Despite that initial flop of the Jarritos coffee flavor, the history of Jarritos has been one of great success. It is still the best brand of grapefruit soda for a paloma, and a cold glass bottle of the soda is a perfect accompaniment to any Mexican meal. The inability to crack the code of coffee-flavored soda is not a unique trouble for Jarritos, either.

Coffee sodas just can't seem to make it in the market

There are plenty of examples of manufacturers trying to launch coffee sodas to no avail. On the small side, there are companies like Keepers, which launched a short-lived citrus and coffee soda, but even the giants can't seem to make this product stick. Coca-Cola Blak was a cola-coffee-hybrid that failed twice, and the company even tried a third time with Coca-Cola plus Coffee, though the energizing Coca-Cola drink was discontinued in 2022. As you might expect, Coke's biggest competitor attempted the same, but the vintage Pepsi Kona flavor, named for the Hawaiian coffee variety, never even made it out of the test markets. There is, however, one coffee soda success story.

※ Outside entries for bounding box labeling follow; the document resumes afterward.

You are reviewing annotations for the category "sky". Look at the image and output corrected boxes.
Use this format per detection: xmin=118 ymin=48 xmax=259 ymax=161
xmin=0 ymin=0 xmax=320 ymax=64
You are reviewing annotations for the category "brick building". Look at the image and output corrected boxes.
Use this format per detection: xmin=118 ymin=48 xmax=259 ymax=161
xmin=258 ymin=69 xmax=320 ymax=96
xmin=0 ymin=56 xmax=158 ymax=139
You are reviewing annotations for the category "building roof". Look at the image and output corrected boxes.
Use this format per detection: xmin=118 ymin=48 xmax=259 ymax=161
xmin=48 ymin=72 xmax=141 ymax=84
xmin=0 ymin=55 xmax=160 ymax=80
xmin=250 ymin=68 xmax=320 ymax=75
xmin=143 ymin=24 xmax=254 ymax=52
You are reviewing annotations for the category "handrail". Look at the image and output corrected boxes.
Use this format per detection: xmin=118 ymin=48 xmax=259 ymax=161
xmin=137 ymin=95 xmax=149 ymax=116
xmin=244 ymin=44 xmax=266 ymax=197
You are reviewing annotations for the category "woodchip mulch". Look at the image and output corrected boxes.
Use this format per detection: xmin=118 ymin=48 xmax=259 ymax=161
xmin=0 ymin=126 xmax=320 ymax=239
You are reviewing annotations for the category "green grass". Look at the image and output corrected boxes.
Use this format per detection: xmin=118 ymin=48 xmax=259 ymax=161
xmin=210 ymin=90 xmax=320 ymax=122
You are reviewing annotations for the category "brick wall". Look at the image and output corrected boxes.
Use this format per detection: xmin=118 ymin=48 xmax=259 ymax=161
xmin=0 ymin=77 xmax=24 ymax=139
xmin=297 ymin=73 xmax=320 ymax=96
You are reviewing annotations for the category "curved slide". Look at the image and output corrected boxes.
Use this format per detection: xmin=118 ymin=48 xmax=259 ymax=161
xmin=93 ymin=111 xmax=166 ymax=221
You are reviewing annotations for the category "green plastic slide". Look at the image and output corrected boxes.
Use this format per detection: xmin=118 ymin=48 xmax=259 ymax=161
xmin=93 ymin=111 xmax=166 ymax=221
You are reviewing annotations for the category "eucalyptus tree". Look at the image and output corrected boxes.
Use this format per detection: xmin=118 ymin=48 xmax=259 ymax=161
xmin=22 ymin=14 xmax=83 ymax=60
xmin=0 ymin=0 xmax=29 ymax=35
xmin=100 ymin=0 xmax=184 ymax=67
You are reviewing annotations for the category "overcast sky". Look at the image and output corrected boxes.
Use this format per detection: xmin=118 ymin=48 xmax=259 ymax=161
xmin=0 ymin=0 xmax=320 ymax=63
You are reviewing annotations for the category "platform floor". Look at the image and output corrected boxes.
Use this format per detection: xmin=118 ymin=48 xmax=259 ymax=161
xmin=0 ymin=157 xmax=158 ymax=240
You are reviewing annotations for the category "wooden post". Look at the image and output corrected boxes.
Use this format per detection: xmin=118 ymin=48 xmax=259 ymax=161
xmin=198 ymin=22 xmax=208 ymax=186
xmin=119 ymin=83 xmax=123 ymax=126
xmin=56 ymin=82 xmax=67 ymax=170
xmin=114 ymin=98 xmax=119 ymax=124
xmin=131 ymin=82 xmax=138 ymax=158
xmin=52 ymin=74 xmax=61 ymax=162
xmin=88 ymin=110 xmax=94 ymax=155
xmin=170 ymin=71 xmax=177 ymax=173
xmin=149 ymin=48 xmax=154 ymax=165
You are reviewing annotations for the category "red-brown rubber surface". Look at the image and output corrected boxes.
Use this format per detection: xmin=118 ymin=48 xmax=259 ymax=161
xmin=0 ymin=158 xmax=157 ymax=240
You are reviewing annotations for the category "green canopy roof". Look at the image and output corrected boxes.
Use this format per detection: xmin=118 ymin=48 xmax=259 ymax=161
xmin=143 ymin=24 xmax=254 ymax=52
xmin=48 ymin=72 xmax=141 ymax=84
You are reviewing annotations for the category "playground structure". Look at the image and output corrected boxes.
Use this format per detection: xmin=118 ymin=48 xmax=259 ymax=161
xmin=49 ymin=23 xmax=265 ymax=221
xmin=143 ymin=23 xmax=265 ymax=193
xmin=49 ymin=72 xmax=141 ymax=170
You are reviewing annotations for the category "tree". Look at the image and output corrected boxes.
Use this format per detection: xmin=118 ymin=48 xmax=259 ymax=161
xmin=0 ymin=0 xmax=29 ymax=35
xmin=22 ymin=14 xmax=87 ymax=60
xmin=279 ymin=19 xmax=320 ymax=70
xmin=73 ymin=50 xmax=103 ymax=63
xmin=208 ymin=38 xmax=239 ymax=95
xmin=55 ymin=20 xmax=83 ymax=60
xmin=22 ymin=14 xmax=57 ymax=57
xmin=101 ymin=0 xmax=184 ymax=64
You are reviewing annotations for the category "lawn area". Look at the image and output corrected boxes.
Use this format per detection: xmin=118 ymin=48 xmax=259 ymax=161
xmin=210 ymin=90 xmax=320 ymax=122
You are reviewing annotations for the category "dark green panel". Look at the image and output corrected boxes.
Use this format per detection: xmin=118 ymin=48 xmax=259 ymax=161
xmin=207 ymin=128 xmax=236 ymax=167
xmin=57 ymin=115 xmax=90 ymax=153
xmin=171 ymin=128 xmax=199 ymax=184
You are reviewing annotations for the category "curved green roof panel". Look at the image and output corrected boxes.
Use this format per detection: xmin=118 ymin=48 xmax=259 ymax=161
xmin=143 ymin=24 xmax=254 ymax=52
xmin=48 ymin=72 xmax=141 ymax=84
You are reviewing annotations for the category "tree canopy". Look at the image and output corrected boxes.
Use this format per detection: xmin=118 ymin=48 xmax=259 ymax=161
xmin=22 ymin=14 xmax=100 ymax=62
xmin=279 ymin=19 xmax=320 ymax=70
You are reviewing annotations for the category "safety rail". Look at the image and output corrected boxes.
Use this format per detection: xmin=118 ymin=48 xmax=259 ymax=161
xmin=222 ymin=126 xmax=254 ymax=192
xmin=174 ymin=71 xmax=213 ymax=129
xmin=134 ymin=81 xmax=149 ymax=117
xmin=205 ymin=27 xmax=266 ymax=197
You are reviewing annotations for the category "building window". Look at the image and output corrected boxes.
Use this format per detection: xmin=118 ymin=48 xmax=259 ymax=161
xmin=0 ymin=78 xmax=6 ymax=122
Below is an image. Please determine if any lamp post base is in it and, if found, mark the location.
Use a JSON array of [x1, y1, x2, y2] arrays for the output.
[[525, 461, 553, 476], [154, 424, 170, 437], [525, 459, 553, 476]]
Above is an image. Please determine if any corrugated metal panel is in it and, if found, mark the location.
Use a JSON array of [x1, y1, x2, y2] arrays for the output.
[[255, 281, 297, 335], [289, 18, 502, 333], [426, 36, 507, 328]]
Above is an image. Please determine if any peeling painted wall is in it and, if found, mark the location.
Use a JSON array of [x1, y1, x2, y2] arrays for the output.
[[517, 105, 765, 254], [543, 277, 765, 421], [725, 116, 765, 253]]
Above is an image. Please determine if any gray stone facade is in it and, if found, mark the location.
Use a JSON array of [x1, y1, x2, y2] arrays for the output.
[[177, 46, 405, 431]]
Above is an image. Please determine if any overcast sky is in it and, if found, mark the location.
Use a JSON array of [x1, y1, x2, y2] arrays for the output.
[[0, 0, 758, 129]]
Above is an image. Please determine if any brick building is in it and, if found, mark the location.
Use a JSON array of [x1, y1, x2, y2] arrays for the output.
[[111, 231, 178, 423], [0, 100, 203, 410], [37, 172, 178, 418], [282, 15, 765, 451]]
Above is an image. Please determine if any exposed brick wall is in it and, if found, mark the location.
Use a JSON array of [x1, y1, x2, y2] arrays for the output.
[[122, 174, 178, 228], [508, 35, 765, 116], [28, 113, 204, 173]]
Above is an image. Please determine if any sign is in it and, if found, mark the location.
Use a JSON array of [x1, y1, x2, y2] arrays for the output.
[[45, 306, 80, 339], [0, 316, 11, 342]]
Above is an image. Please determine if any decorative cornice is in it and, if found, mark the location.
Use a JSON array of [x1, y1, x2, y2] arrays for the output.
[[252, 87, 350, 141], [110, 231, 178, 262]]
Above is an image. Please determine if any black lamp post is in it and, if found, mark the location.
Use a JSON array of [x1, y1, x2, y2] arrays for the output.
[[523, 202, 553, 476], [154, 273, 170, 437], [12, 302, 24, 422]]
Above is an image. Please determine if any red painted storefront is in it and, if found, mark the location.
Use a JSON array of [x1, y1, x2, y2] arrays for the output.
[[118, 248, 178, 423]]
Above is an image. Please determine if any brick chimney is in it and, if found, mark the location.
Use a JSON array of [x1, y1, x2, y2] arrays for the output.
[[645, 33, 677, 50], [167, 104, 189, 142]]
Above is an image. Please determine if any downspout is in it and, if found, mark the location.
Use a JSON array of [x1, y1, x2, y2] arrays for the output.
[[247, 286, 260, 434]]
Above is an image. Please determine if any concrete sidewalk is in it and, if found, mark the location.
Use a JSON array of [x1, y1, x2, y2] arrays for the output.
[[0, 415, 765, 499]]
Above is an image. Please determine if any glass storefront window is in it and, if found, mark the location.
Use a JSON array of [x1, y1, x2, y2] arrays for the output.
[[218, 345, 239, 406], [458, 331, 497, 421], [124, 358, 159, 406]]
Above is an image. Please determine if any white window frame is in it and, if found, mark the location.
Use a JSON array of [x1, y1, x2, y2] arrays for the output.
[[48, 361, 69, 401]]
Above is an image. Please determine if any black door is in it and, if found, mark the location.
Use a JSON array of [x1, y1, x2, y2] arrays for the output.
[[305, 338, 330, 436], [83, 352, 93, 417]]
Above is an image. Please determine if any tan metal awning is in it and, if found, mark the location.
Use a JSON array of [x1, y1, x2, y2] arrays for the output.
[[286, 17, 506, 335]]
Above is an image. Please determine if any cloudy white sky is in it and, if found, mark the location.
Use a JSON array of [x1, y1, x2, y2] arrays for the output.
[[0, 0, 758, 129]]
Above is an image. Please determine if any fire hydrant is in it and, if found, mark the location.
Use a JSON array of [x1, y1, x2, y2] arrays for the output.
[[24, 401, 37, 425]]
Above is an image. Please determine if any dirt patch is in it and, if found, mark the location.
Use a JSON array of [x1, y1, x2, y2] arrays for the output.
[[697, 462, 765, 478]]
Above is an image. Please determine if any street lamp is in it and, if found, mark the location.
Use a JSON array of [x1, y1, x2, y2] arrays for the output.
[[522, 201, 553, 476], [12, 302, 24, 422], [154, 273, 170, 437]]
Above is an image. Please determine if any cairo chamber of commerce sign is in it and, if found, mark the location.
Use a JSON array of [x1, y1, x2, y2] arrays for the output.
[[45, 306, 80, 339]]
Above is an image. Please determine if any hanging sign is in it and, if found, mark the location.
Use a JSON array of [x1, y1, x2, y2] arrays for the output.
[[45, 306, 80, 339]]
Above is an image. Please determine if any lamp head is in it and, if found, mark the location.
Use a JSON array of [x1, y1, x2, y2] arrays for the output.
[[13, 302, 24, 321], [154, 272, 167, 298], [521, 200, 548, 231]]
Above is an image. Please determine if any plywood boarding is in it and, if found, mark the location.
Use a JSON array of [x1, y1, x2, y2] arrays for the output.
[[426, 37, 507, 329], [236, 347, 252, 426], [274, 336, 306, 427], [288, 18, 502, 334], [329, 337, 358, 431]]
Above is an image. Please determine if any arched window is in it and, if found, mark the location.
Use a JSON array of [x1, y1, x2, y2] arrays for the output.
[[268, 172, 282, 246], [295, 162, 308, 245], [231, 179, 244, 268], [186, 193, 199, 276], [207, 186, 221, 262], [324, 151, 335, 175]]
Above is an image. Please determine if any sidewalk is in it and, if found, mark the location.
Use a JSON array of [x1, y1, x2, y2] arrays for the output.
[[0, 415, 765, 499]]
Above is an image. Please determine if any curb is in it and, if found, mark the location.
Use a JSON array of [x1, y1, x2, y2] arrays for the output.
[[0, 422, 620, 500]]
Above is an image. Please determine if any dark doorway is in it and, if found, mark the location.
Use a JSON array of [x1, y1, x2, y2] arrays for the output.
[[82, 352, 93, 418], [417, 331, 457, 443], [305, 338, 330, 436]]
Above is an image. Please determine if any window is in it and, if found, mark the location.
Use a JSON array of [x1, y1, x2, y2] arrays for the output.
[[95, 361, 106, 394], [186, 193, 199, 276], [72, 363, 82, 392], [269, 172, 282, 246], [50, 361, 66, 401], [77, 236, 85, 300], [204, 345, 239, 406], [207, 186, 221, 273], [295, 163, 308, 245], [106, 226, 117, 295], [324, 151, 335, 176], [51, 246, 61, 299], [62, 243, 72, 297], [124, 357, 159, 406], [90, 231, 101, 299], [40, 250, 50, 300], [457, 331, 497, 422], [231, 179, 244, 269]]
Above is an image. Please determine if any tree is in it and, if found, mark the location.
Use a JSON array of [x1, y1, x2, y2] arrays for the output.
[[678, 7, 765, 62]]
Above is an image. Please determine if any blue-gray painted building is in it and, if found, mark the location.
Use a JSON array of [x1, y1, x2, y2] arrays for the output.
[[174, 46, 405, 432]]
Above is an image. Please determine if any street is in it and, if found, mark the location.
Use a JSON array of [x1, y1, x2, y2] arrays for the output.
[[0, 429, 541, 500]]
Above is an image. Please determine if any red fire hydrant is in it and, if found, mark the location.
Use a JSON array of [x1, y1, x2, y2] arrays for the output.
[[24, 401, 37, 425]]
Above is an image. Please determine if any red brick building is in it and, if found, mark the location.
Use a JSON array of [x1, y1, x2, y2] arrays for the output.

Manhattan Special is a coffee soda that has held its place on the market. Founded by Italian immigrants in Brooklyn all the way back in 1895, Manhattan Special makes its sodas "the old-fashioned way," with hand-brewed espresso and cane sugar. The company obviously does not enjoy quite the same recognition or distribution as Coca-Cola, Pepsi, or Jarritos, but it does enjoy a cult-like following in New York. Add to that the accomplishment of staying in business for 130 years with a product that the soda giants can't even seem to make work, and you have quite an impressive business indeed.

Coffee soda clearly struggles to hold the attention of the broad soda market, but maybe that's not a bad thing, in the end. If that first coffee-flavored Jarritos had taken off, the world may have never seen all of the fruity technicolor varieties that we enjoy today.